Everyone knows that violent video games are the root of all modern violence, right? Our children are completely desensitized and will then likely pick up any available weapon to reenact the horrors they perpetrated through the screen.
Except...not so much. From Mediaite:
Clinical psychologist Dr. Stanton Samenow appeared on MSNBC’s The Cycle on Tuesday to address the pervasive opinion – expressed frequently in the media and by lawmakers – that violent video games and films are partially responsible for the manifestation of violence in mass murders like Adam Lanza. Samenow flatly dismissed the notion that video games or films are in any way linked to the violent action of disturbed individuals.
Touré asked Samenow about violence in video games and its link to violent episodes by unstable individuals, to which Samenow replied that the mind of a killer is more important to understand than their video game playing habits.
“This casting about for circumstances outside the individual that allegedly propel him to become something that he wasn’t just doesn’t even make common sense,” Samenow replied.
Samenow said that his experience interviewing violent offenders taught him that killers are obsessed with violence, but to say that watching violence made them that ways is a “complete and total stretch.”
S.E. Cupp said that when she thinks of a “culture of violence” she thinks of regimes in Sub-Saharan Africa that impress children into military service, rather than Western artists and entertainment producers.
Samenow agreed. “In our society, nobody is forced to become violent,” Samenow replied.
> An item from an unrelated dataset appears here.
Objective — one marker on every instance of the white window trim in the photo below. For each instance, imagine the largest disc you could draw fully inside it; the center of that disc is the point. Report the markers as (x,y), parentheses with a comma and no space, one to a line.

He said that, while disturbed individuals may be inspired by art, millions of people consume the same art and experience it only as entertainment.
Some of the greatest monsters in the history of the world didn't need entertainment to shape their worldview, they did what they did for a variety of reasons.
The point is that the triggers for an evil person to commit an act of evil are myriad and complex. Merely banning guns or video games isn't going to stop someone with evil in their heart.